The state Revenue Department said Massachusetts handed out nearly $79 million in film tax credits in 2012, generating $304 million in new spending. Of the $304 million, a third, or nearly $101 million, went to Massachusetts residents and businesses. The other two-thirds went to people or firms located outside the state, with $83 million going to nonresident actors and directors earning paychecks greater than $1 million.
Some of the films shot in Massachusetts in 2012 included The Heat, starring Sandra Bullock and Mellissa McCarthy; Grown Ups 2, and R.I.P.D.
The report estimates the state gave up nearly $94,000 in taxes for every Massachusetts job created. The cost was $50,647 for every non-Massachusetts job created. According to the report, those costs are lower than in past years. From 2006 through 2012, the state gave up on average nearly $119,000 in tax revenue for every Massachusetts job created and $64,000 in tax revenue for every non-Massachusetts job created.

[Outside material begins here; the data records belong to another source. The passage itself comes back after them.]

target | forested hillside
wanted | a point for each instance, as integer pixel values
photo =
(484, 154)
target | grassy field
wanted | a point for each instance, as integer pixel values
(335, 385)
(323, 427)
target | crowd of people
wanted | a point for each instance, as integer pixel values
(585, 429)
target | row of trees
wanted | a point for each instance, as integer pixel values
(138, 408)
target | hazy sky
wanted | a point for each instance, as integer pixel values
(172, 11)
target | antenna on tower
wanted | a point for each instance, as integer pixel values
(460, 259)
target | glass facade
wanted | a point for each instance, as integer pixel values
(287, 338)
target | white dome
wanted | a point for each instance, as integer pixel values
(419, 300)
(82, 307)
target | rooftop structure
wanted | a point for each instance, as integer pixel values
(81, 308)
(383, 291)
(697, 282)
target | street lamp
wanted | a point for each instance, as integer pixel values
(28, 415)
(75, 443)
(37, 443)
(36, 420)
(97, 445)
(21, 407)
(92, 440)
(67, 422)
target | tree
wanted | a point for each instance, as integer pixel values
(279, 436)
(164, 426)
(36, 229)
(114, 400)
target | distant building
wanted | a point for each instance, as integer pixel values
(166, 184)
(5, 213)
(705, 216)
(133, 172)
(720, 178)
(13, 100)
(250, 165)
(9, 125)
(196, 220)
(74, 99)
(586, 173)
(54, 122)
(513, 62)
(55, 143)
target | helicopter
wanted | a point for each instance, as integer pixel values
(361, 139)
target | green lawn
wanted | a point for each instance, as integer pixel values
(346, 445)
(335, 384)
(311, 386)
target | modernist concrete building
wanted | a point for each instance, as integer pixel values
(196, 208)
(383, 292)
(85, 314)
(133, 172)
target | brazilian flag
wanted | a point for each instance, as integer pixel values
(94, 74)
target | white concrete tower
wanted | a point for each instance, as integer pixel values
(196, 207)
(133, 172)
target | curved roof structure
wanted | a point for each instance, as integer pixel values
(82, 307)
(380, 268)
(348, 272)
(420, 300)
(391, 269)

The state’s film tax credit offers companies that shoot films or commercials in Massachusetts tax credits equal to roughly a quarter of whatever they spend with no cap. The film companies themselves typically sell the tax credits at a discount to companies or individuals who use them to reduce their tax liability. For example, the report said insurance companies between 2006 and 2012 bought $200 million worth of tax credits for nearly $188 million, saving roughly $12 million.A film studio is now up and running in Devens, which should increase production activity in the state. But the Revenue Department said the impact of the studio will not be known until its 2013 report is released. The agency gave no explanation in its report for the long lag time in reporting on the film tax credit.
The agency also said no actors or directors in 2012 paid taxes on residuals, which is income they receive after the release of a film. The Revenue Department said the lack of tax payments on residuals is the subject of ongoing analysis, but the agency says that every year.